Well, today I lost another person that I love dearly. Ace was one of those people that the moment you met her, you felt like family. She was nice to everyone. She was energetic, fun, sweet, and just all around one of the neatest people I have ever known. She and I went to the same high school but she graduated 13 years before I did. We never met until 11 years ago at a reunion for my school. Immediately, there was a connection and for the following 11 years, this woman and her family meant the world to me. I have only been physically with her a handful of times but those times will be in my memories forever. We kept most of our contact via chat rooms and phone calls.  I will always remember her relationship with my children. Unfortunately, the two younger ones barely remember her but they sure loved her when they were young. She and my second daughter loved getting each other with water guns on the beach and she loved snuggling with my baby boy and he loved singing The Banana Boat Song to her when he was just three. She thought that was so cute. Everytime I spoke to her, she asked about my son. She kind of adopted him in her heart but I think she did that with everyone. Life was never boring with her around and it was usually full of life, energy, and laughter. I will truly miss this wonderful person being in my life and it just pains me that she died so young of such a horrible disease (cancer) when so many jerks live to ripe old ages. I just don’t get it. So many people are saying, now she is with god, etc but I do not find that comforting. I am comforted that she isn’t suffering anymore but if there is a god, I am once again angry- not only that she is gone but that she had to suffer like this to begin with. Now her family is without her, our very close high school family is without her and life will never be the same and neither will a single reunion. It saddens me so to know that she will never be at another reunion with us all. I will miss her lively spirit and say goodbye to someone who feels almost like a sister to me.

In the past few months,  it seems I am mourning a lot again.

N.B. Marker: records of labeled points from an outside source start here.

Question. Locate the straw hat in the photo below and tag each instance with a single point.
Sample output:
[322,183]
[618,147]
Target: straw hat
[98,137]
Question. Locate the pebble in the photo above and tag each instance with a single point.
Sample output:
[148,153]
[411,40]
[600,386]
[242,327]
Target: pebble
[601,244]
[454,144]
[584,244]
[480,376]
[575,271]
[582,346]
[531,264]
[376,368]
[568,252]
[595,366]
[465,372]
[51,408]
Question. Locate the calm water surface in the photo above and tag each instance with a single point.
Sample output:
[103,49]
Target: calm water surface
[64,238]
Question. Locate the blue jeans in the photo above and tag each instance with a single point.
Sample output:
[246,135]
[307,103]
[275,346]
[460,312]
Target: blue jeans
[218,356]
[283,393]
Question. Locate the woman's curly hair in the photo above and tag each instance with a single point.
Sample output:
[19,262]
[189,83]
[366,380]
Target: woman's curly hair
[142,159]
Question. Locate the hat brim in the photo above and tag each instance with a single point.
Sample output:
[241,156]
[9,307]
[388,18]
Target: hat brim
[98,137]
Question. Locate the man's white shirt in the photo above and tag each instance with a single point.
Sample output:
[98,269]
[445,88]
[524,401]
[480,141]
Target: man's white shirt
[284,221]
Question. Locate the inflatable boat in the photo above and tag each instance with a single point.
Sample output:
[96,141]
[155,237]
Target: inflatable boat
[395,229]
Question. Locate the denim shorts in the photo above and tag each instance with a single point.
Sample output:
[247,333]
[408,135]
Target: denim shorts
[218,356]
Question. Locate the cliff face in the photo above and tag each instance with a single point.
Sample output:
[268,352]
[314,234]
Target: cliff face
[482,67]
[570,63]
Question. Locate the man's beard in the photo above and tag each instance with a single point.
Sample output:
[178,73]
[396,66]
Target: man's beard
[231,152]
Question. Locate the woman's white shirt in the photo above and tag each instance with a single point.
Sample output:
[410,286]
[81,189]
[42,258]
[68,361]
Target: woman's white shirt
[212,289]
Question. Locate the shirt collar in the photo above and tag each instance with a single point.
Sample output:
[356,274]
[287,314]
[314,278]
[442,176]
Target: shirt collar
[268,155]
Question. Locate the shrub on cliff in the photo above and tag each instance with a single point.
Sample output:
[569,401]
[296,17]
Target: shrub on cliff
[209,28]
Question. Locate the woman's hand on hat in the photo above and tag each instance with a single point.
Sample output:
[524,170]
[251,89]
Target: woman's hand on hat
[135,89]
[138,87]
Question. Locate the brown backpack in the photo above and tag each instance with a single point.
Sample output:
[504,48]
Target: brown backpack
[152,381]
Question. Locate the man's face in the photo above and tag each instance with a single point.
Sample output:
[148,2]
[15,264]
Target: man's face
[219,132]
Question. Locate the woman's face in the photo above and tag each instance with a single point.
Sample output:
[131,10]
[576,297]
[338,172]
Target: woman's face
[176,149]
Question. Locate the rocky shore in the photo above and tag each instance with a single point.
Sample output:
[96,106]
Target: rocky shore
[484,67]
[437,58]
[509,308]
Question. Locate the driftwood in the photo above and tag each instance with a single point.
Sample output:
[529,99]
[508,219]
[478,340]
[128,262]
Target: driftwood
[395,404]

I had an acquaintence shoot himself, a young gal I know and cared for died in a tragic accident and now this. It feels like 3 years ago all over again. Hopefully, this is the end of the deaths for a while. In the mean time, I hope that all of us who loved and knew Ace can heal and enjoy many stories of her in the future.

Sometimes, we all get so wrapped up in day to day living that we forgot the important things in life. Sometimes, we are given reminders of what is important. Last week was one of those for me and many that I care about. We have lost a 14 year old girl to a tragic accident. I spent last week going through old photos to try and find some to scan and share with others and give some to her family. Right now, the shock of losing her is horrendous but eventually those photos will be more precious than about anything. I am so glad I have photos of my grandparents and wish that I had more photos of a few other people I have lost. Taking them is important but so is putting them somewhere where they will be safe and last so when needed, they can be retrieved and enjoyed. That is where safe albums and digital back up is so important. I am always working on that but will be in high gear again after this.